Table 1 shows the spirometric values, which are expressed as means and standard deviations. None of the patients had a positive bronchodilator response in the spirometric test performed before antihormone therapy. After one year of treatment with goserelin, the mean increase in FEV1 was 80 mL and the mean increase in FVC was 130 mL. However, the difference was not statistically significant. The mean FEV1/FVC ratio did not vary. Of the nine patients evaluated, five showed increased FEV1, three showed no variation in FEV1, and only one showed reduced FEV1.
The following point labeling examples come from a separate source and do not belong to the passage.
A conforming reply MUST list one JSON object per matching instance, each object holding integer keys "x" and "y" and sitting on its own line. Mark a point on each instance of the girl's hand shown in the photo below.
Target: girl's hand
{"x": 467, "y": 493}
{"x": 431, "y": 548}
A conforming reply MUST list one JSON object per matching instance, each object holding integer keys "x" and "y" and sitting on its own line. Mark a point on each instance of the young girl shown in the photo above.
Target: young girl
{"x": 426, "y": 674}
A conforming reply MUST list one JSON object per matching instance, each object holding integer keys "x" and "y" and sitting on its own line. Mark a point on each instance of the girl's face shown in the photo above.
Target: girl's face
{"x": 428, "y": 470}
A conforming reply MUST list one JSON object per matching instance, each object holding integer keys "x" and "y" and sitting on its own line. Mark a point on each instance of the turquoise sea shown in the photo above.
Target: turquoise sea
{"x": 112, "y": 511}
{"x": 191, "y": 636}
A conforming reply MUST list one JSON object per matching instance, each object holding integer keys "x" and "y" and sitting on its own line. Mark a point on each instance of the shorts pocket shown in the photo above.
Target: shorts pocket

Table 2 shows the hormone levels, which are expressed as medians and interquartile ranges. After one year of treatment with goserelin, there was effective hormonal blockade, with a significant reduction in the median levels of FSH (to values below the lower limit of normality for adult women), estradiol, and progesterone (to values below the lower limit of normality for adult women and within the range of reference values for postmenopausal women). The medication was well tolerated by all patients, and there were no significant adverse effects.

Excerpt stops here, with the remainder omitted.